Mr. Manolis and his wife welcomed us with great cheer, and I quickly saw that this is a man who loves his work. When he found out that I have a degree in sculpture, he proudly showed me around the shop and explained the casting process. From what I understood (my Greek is still limited) it's as follows:
First, a prototype is commissioned, carved from soapstone; this piece is very detailed, but it is fragile if dropped!
The prototype is laid into a bed of sand, removed, and the molten brass is poured into the depression. This is done for both front and back, and then the two pieces are joined. Then, the edges have to be cleaned and the piece gets sanded and polished. This first casting then becomes the working prototype, and the stone version is put safely away.
While I've made molds out of plaster and latex, I've never seen one made of sand, and I was grateful to see the process. The amount of detail retained by the sand impression is amazing, and the cast sculptures are beautiful, even more so after Manolis finishes them with an acid oxidation process, adding mottled green and black and brown tones, and finishing with a wax process to make the piece smooth like glass.

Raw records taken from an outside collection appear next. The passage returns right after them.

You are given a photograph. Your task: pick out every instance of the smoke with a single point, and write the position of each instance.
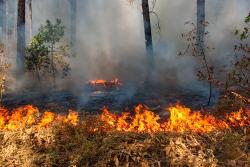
(110, 37)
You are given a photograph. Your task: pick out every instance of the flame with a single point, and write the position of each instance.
(144, 120)
(181, 119)
(240, 118)
(102, 82)
(28, 116)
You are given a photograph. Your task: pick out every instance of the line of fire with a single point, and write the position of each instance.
(124, 83)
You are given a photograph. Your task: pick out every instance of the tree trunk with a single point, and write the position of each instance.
(148, 37)
(200, 25)
(73, 26)
(29, 18)
(20, 37)
(3, 19)
(201, 20)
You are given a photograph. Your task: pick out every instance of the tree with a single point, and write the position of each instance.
(200, 25)
(200, 39)
(148, 37)
(73, 26)
(20, 37)
(45, 55)
(3, 17)
(29, 18)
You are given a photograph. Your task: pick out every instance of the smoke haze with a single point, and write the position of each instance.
(110, 37)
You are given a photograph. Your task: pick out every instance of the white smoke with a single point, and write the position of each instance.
(110, 36)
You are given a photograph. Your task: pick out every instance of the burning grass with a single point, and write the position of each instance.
(102, 82)
(28, 138)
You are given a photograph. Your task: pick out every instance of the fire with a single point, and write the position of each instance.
(144, 120)
(102, 82)
(28, 116)
(240, 118)
(181, 119)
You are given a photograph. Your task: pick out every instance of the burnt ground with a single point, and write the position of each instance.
(92, 99)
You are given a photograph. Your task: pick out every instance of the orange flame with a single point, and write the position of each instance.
(181, 119)
(103, 82)
(28, 116)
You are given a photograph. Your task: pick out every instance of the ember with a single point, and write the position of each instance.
(101, 82)
(28, 116)
(181, 119)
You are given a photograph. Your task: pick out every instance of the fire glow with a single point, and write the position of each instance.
(101, 82)
(29, 116)
(181, 119)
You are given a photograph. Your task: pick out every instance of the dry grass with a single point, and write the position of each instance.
(66, 145)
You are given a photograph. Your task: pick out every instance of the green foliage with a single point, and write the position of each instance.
(4, 68)
(239, 76)
(45, 55)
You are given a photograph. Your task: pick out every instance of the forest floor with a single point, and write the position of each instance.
(65, 145)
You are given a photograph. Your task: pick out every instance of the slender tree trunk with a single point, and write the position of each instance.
(20, 37)
(73, 26)
(200, 25)
(201, 20)
(148, 37)
(3, 19)
(29, 18)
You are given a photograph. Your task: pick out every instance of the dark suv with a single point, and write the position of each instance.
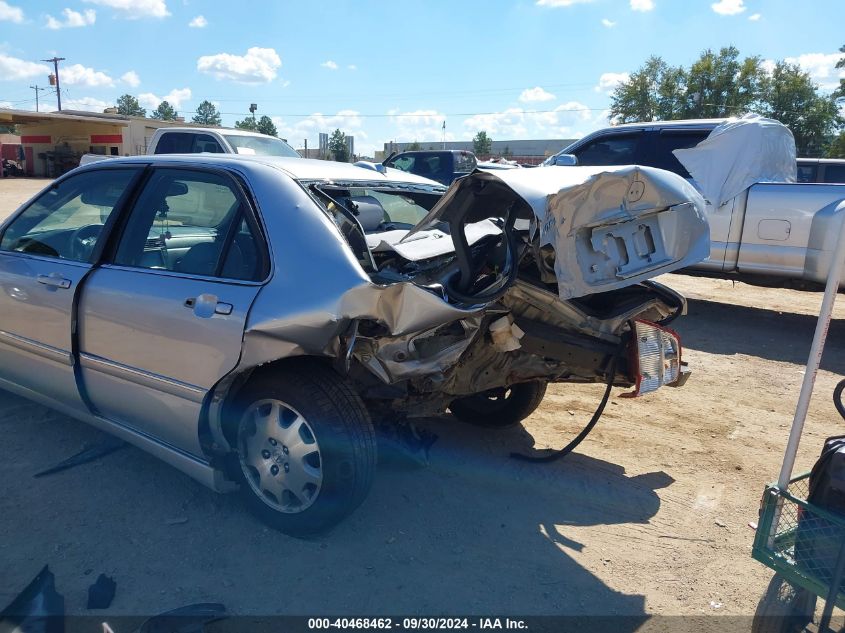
(442, 166)
(651, 144)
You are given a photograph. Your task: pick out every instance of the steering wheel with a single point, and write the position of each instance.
(83, 240)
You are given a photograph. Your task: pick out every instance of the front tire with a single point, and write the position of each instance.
(784, 608)
(306, 448)
(500, 408)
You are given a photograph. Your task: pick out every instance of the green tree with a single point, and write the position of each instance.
(337, 146)
(482, 144)
(266, 126)
(792, 98)
(207, 114)
(836, 149)
(128, 105)
(164, 112)
(247, 124)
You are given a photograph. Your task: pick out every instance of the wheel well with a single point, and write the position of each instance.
(229, 416)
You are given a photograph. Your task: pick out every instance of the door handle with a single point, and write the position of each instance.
(205, 305)
(55, 280)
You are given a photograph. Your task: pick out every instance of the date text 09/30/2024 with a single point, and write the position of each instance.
(416, 623)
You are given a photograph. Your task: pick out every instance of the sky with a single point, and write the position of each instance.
(391, 71)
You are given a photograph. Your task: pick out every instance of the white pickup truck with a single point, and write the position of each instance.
(196, 140)
(768, 232)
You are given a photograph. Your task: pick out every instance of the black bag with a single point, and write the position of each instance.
(818, 541)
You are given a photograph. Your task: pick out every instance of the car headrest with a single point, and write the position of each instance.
(370, 212)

After showing me the process, Manolis threw one of the statues on the concrete floor and I startled, but he laughed saying that they never break once cast in brass-- if you burried one today you could dig it up a thousand years from now and it'd be the same. The same for the patina; the color is fast.
Of course, I can't help but entertain the idea of immortalizing one of my own sculptures in bronze... and I am grinning because Manolis has promised to demonstrate casting on one of our next visits!
Two large brass helmets with a black patina; they will have more work done to the patina and then they will be polished with wax.